Development charge rates for commercial industry, residential raised
Real estate experts say these hikes were within expectation.
The Ministry of National Development’s revised development charge (DC) rates with residential landed area receiving the highest increase.
Experts in the real estate market said these revisions were within expectation.
“The DC rate revisions for the period between 1 September 2021 to 28 February 2022 are largely within expectations; these revisions have reflected the rebound in transactions over the past six months, with notable adjustments to DC rates in the commercial and industrial sectors,” commented Catherine He, Head of Research, Colliers Singapore.
Group A, or the commercial industry, had an upward adjustment of 0.7, with most increases being in the Downtown Core Planning Area.
"However, Use Group A (Commercial) did not see much change with 29 sectors increasing while 89 remained unchanged, with an overall slight average increase of 0.7%. Most of the increases were in the Downtown Core Planning Area," noted Knight Frank head of research Leonard Tay.

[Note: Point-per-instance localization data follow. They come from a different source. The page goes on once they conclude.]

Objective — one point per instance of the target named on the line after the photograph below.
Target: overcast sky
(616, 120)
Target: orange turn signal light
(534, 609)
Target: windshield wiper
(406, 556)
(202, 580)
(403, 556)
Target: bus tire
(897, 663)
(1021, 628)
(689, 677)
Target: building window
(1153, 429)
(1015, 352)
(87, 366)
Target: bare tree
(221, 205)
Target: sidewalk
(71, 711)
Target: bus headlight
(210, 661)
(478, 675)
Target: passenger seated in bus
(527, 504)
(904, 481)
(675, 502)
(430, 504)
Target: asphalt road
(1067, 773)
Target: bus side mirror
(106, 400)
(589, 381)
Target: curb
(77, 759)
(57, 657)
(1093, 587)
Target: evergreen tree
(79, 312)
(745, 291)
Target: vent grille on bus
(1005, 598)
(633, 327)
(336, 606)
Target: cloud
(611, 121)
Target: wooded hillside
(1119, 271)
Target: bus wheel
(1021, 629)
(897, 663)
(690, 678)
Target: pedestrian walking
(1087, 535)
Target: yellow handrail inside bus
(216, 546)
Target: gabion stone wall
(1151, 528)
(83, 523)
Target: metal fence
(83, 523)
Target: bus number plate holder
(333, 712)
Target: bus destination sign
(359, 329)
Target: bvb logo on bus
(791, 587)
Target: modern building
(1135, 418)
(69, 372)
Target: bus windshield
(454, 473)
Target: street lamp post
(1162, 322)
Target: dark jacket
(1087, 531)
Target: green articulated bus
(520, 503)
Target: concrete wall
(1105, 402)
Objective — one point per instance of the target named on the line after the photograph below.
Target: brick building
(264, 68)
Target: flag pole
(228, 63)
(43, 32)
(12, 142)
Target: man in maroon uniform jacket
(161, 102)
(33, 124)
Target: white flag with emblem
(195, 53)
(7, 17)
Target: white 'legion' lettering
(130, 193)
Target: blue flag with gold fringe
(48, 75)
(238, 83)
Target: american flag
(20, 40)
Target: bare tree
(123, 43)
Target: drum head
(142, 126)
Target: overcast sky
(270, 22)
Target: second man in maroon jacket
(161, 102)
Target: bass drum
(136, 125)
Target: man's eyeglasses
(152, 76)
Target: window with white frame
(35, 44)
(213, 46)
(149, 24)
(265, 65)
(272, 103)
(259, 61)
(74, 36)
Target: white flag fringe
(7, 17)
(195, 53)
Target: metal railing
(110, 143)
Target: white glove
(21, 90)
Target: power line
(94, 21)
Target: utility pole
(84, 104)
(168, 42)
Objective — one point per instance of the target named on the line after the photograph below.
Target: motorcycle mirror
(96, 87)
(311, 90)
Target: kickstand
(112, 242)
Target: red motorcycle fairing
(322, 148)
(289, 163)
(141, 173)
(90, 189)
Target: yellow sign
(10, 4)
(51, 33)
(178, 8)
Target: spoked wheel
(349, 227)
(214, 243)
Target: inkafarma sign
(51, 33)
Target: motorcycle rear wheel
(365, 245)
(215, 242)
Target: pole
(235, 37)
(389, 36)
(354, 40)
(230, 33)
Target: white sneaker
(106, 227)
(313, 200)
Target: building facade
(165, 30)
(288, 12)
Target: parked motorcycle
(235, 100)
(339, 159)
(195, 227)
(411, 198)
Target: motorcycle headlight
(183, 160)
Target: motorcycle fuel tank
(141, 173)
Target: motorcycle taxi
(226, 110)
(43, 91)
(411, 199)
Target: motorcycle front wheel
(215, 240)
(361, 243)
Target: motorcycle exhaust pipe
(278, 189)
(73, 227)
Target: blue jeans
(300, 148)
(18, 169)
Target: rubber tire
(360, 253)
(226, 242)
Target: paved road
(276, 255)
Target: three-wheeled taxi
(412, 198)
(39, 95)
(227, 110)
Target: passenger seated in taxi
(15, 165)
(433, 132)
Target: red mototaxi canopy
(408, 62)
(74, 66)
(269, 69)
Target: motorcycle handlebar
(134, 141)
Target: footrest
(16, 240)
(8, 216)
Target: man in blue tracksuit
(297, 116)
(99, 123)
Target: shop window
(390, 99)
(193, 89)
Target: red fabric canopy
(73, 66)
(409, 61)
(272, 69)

B1, meanwhile, or the residential landed area, received the highest increase of 4.8% on average, with all 118 sectors acquiring increases from 1% to 10%.
"The increase is largely within expectations, with the strong activity observed in the GCB market which was boosted by fresh demand from digital economy entrepreneurs, key executives and continued demand from new citizens, amid Singapore’s recovering economy, ample liquidity and the low interest rate environment," said Tricia Song, CBRE head of research.
Group B2, or the residential non-landed zone, previously saw an increase of 10.9%, with cooling measures tempering that to 0.3%. According to He, this could be due to investors taking a wait-and-see approach as they re-evaluate their options. Sector 92 saw the largest increase at 15% due to sites sold at Thiam Siew Avenue.
Group D, or the Industrial zone, saw an increase by 2.2% on average after remaining unchanged for several revisions. This also marks the first increase in DC rates since September 2018.
Wong Xian Yang, Head of Research, Cushman & Wakefield, attributed this jump to industrial investment sales totaling to $4.4b for 2021, showing demand from industrialists and investors.
Only Group C, or the hotel and hospital zone, decreased. Wong pins this on the gradual recovery of the tourism sector and limited transactions of hotel properties. Despite this, however, the gradual opening of borders, and the redevelopment opportunities to take advantage of ESG openings could serve as the way forward for recovery, according to Wong.
" And we could see higher investment activities in this market as investors look for redevelopment opportunities to leverage on ESG opportunities and bet on an eventual return of tourism to pre-covid levels," Wong said.